Vi sono, almeno per questa fase, le scorte e sussistono interessi commerciali anche di Paesi non europei, innanzitutto la Cina, alla navigazione del canale per il loro commercio. Come si è detto, è l’Unione tutta che è toccata da questa crisi e non può di certo stare a guardare o limitarsi a sostenere la linea di una forza navale europea, forse necessaria, a protezione delle navi commerciali che certamente presuppone coinvolgimenti di Paesi come l’Italia per i quali occorrerebbe, per un’azione qualificabile eventualmente di guerra, una decisione del Parlamento in ottemperanza al dettato costituzionale, come, del resto, ha sottolineato il ministro degli Esteri Antonio Tajani.

Il Qatar ha già sospeso l’invio di petroliere che trasportano gas naturale attraverso lo stretto di Bab El-Mandeb dopo che gli attacchi aerei contro gli Houthi nello Yemen hanno aumentato i rischi della navigazione: chi teme l’azione terroristica degli assalitori delle navi e chi teme le reazioni aeree americane, donde la complessità della situazione. Quel che è necessario è avere una organica linea coerente perché l’azione terroristica degli Houthi contro il diritto della navigazione si collega alla situazione attuale dello Yemen e, di qui, alla situazione di Gaza. Conflitto chiama conflitto e questo rende necessaria un’azione per il cessate il fuoco quanto meno temporaneo nella Striscia e la liberazione degli ostaggi.

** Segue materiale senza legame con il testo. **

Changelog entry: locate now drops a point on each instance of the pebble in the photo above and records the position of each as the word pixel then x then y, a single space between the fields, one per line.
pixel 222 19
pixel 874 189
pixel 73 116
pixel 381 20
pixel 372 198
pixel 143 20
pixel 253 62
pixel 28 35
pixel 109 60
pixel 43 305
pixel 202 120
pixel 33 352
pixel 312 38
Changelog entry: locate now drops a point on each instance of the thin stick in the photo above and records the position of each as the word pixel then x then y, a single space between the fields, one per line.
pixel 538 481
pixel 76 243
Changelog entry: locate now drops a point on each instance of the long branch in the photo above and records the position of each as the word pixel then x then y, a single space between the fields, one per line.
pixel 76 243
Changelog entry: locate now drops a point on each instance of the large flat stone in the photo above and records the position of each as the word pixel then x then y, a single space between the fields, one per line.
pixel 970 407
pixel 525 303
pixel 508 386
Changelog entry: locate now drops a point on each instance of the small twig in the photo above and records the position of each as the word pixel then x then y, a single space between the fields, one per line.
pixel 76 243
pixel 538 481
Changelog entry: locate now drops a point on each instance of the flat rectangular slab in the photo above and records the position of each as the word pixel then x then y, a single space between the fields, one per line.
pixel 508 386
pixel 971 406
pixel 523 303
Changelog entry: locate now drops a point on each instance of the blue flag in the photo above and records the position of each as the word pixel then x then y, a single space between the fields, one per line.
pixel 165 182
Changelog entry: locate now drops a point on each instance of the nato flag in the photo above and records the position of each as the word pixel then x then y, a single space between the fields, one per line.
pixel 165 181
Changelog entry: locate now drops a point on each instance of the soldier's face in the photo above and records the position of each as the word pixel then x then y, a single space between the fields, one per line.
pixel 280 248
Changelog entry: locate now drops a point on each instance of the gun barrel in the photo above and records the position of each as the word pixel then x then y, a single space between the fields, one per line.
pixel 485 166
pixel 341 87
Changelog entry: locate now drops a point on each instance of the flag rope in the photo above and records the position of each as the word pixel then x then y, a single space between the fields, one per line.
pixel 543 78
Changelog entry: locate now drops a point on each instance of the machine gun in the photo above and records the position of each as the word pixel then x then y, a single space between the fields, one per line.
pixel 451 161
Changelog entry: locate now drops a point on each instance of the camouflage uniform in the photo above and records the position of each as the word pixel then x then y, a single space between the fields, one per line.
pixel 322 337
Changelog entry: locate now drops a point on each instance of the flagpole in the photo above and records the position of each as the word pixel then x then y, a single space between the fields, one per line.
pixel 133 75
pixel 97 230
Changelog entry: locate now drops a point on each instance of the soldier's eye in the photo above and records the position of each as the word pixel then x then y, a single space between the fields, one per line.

Dobbiamo sicuramente pensare alla condizione dell’Europa, alla centralità del Mediterraneo, al commercio mondiale che passa per il 12 per cento per Suez e vanno prevenute conseguenze che poi rafforzerebbero le tesi di coloro, i cosiddetti “nonsipuotisti”, che sostengono l’impossibilità di procedere a un allentamento monetario mentre l’aumento dei costi rischia di rialimentare l’inflazione. Qui sta il ruolo che, ben motivando la ragion d’essere anche in previsione delle prossime elezioni, l’Unione può e deve svolgere anche sul piano politico, diplomatico, delle relazioni internazionali. Oggi il sonnambulismo sarebbe maggiormente grave. Naturalmente, come sempre in gioco è l’altra grande istituzione che frequentemente mostra purtroppo la propria paralisi, l’Onu. La massima di Ovidio è ancora attuale: “Principiis obsta”, reagisci subito. È quanto oggi si richiede pure all’Unione.